The songs all fall into the alternative category, though some pull from some faraway genres. Track one has punk-like rebelliousness, track four is a mellow metal song, “What’s Next?” is a trip to outer space, immediately following is spooky video game castle music and “Heartbeats” sounds like a cut from a Tolkien film. It’s an intelligent use of a supergroup since each member likely has their own interests that they would like to see carried out in song.

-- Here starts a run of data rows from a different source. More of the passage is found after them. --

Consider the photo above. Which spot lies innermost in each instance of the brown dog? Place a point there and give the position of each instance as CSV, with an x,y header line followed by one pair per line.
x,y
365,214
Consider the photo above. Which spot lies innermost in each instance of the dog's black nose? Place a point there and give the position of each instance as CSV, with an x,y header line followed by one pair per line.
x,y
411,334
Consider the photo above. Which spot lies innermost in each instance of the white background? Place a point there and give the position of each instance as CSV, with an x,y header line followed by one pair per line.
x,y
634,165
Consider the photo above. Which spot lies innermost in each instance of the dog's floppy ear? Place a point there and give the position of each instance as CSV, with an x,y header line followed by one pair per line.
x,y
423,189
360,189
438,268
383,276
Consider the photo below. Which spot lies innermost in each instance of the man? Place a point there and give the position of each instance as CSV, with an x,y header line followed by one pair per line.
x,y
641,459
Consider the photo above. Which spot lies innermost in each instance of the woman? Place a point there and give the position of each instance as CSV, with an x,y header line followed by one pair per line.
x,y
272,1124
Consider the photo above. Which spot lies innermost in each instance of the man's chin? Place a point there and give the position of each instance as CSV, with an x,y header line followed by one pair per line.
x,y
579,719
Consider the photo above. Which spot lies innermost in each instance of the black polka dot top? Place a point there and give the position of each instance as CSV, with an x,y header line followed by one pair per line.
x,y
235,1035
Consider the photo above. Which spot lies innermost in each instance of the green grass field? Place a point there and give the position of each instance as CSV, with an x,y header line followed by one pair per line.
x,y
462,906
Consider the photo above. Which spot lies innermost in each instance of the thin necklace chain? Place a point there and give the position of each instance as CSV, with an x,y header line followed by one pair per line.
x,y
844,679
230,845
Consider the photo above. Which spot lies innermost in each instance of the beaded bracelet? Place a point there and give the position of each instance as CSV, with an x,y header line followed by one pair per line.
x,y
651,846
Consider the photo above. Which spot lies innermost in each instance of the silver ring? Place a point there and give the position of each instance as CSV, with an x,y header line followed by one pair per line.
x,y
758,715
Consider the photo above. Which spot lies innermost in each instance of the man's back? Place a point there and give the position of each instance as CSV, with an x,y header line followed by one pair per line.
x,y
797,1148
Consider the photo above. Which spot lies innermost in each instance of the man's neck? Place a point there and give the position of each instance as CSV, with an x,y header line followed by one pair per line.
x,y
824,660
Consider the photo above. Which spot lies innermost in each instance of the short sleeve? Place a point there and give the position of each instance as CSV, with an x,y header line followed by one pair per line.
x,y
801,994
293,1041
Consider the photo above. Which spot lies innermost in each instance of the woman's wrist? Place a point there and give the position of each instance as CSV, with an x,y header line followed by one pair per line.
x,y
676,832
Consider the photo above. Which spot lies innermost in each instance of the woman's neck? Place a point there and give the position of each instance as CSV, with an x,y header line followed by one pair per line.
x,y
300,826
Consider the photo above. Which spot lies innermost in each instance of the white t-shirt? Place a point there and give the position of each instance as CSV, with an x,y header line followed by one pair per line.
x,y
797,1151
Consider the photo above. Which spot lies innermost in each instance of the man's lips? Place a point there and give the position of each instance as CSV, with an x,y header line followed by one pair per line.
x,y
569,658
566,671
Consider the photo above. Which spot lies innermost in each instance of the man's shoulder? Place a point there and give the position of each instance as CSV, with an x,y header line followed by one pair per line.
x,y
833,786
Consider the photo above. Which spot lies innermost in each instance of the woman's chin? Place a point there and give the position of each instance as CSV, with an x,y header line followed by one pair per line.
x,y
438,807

Lyrically, the album peaks in “Blameless,” yet another case of sadness bringing about the best music (though the single “Everlastingly Yours” is arguably the most enjoyable listen). “Life isn’t fair, but nobody cares,” “Stories I don’t want to tell,” “Burn all my bridges and tear up the cross” and “try to forget.” Oof, at least these thoughts aren’t bottled up. And before the final thoughts, a nod to “What’s Next?” for its penultimate power, the feeling of a nearby ending.
A year from now, this album will most likely be remembered for being artfully idiosyncratic, but a decent release nevertheless. Who knows where Piroshka will head next!